S’il est un chef d’Etat qui connaît sur le bout des doigts cette oligarchie-là, c’est bien lui : il a été banquier et pas n’importe quel banquier ! Banquier d’affaires à la banque Rothschild, l’une des plus prestigieuses dans le domaine, pas à n’importe quel poste de cadre supérieur dirigeant mais bien comme associé, donc au plus haut niveau de la hiérarchie. Dans ses fonctions, il a conduit des « deals » de plusieurs dizaines de milliards d’euros impliquant plusieurs multinationales de plusieurs pays (Suisse et Etats Unis, notamment) et il a nécessairement rencontré ces grands Cabinets d’audit et de conseil (« les Big Four principalement ») pour des missions d’audit d’acquisition, de conseils fiscaux…  qui sont les industriels de l’évasion fiscale et les auteurs des ravages décrits ci-avant en quelques chiffres. Il a en outre nécessairement connu celui qui est par ailleurs commissaire aux comptes de la Banque ! S’il en est un qui est en mesure de mettre un terme à ce scandale absolu de l’évasion fiscale, c’est bien lui, de par la connaissance intime qu’il a de ces Big Four, au lieu de quoi il fait passer par son gouvernement des dizaines de millions d’euros de commandes à ces grands Cabinets qui ruinent l’Etat.

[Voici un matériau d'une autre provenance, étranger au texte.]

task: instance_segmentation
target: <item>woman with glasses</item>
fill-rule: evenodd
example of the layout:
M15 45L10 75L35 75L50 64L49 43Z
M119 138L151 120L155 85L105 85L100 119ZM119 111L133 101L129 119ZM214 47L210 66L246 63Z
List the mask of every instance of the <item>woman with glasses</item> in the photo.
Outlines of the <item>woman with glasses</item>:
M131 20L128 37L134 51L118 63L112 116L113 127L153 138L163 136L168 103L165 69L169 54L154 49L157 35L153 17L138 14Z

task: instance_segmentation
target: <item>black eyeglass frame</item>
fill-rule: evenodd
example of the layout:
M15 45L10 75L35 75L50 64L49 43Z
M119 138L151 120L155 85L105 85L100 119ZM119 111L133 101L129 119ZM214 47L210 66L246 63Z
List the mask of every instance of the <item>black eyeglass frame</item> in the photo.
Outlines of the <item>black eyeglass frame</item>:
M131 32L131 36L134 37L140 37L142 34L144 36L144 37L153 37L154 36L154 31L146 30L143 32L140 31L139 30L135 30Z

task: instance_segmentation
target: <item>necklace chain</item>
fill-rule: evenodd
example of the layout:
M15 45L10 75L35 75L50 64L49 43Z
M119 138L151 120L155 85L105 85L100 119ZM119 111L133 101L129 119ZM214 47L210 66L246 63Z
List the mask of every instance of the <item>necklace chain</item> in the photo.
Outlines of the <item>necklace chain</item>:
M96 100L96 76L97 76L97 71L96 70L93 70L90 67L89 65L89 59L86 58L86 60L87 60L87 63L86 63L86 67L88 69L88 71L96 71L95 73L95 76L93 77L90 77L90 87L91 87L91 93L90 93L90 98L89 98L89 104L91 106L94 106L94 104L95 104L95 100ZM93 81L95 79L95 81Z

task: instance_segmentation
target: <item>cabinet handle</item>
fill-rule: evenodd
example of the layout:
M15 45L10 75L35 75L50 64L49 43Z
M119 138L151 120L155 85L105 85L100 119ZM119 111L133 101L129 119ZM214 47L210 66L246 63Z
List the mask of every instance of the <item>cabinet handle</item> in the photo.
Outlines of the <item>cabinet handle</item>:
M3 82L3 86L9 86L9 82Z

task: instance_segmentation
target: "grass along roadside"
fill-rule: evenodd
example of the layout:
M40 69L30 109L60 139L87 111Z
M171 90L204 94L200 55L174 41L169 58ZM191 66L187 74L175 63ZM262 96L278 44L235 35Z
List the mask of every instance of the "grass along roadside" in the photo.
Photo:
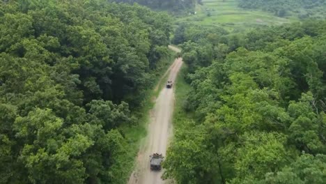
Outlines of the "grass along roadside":
M172 122L173 123L173 127L176 128L178 128L178 125L185 121L192 119L192 114L186 113L183 109L183 105L185 100L187 100L188 92L190 91L190 85L187 84L185 79L187 73L188 67L185 63L183 63L176 80L176 85L174 86L176 102Z
M122 159L124 160L121 160L121 162L125 163L124 165L126 165L125 170L121 171L121 172L125 174L121 176L125 177L124 179L126 181L127 181L130 174L134 169L136 165L134 158L137 158L139 147L143 144L144 138L147 135L149 112L153 107L155 102L153 101L153 98L156 98L160 91L159 90L155 90L156 87L155 84L158 83L157 85L160 86L160 89L163 84L165 85L164 77L167 78L169 75L166 75L164 77L164 73L174 61L174 52L169 50L169 56L162 59L161 64L153 75L153 76L156 76L156 78L153 86L145 92L146 98L142 102L141 107L132 112L136 119L135 124L127 125L119 128L120 132L123 133L128 144L127 155L123 155Z

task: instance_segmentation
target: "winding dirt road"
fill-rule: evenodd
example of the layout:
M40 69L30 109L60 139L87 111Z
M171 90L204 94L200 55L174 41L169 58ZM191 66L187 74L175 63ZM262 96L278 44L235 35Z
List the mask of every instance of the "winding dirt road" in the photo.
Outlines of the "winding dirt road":
M171 49L180 52L178 48L169 46ZM183 65L182 58L176 59L166 74L169 80L174 83L178 72ZM150 122L148 125L146 142L140 148L136 169L130 176L128 184L160 184L164 183L161 178L162 171L152 171L150 169L150 155L159 153L166 155L169 137L172 135L171 118L174 104L174 86L172 89L164 88L155 105L150 111Z

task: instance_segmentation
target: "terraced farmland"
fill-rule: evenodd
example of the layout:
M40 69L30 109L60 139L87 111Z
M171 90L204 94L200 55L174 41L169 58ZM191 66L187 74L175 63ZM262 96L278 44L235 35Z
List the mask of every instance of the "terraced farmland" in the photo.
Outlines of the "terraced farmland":
M290 22L290 20L281 18L273 14L240 8L237 0L203 0L197 5L196 15L189 15L178 22L192 22L203 26L225 26L229 29L239 25L276 25Z

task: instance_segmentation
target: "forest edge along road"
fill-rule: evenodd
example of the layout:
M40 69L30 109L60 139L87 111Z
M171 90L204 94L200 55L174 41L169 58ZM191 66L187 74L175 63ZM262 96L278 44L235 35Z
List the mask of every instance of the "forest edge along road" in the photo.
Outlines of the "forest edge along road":
M169 45L169 47L180 52L180 49ZM168 80L173 83L183 65L182 58L177 58L169 68ZM169 71L168 70L168 71ZM155 100L155 105L150 110L148 135L146 141L138 153L137 166L128 181L128 184L160 184L164 181L161 178L162 171L150 171L150 155L154 153L166 156L169 139L172 132L172 115L174 107L174 86L172 89L164 87Z

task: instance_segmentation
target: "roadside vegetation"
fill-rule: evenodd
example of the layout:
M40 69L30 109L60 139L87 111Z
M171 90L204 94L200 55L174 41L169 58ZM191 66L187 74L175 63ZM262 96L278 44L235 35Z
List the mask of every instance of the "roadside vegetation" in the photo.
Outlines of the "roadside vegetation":
M125 183L170 22L104 0L2 1L0 183Z
M179 27L173 41L183 43L191 86L183 111L192 118L174 123L164 177L324 183L325 27L316 20L243 33Z

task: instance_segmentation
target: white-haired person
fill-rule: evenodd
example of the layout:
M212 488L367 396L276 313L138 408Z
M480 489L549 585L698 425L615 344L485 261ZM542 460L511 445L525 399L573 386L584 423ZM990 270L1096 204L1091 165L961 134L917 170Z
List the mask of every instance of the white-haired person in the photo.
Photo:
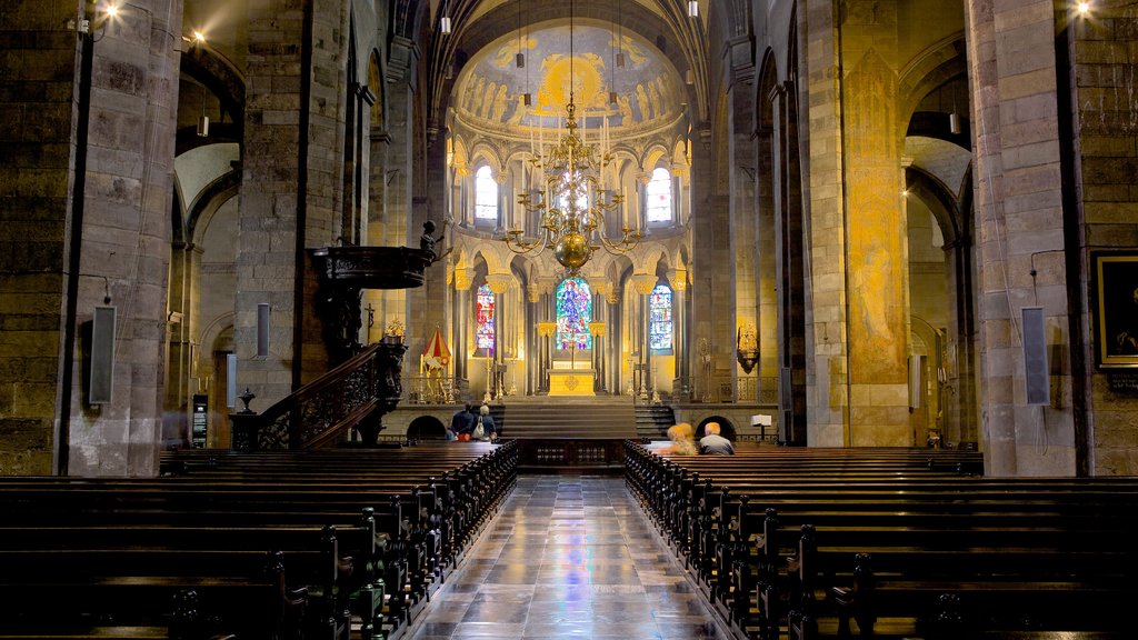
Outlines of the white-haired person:
M707 456L732 456L735 453L735 445L719 435L719 422L703 425L703 433L706 435L700 438L700 453Z
M478 419L475 421L475 435L471 440L489 442L497 440L497 427L494 425L494 417L490 416L490 408L485 404L478 408Z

Emmanuel Macron appartient à l’oligarchie financière et c’est cette dernière qui a financé sa campagne. 913 personnes seulement en ont financé près de la moitié (6,3 millions d’euros de dons). La géographie de ces dons est saisissante : la région parisienne est certes la principale donatrice (56% du total), mais c’est Londres et le Royaume Uni (paradis fiscal par excellence, puissance financière emblématique) qui se montrent les plus macronistes après Paris ! (plus que l’ensemble des dix plus grandes villes françaises de province). Les dons en provenance de Suisse sont de 22% supérieurs à ceux de Marseille, deuxième ville de France. Quant au Liban, il contribue plus que Bordeaux et Lille réunis.

5- Les citoyens ne sont plus égaux devant l’impôt : la concurrence fiscale érigée en dogme par l’Union Européenne et résultant des Traités a créé au sein de chaque pays deux natures de contribuables : les contribuables captifs et ceux qui s’évadent. Le principe constitutionnel d’égalité devant l’impôt est bafoué.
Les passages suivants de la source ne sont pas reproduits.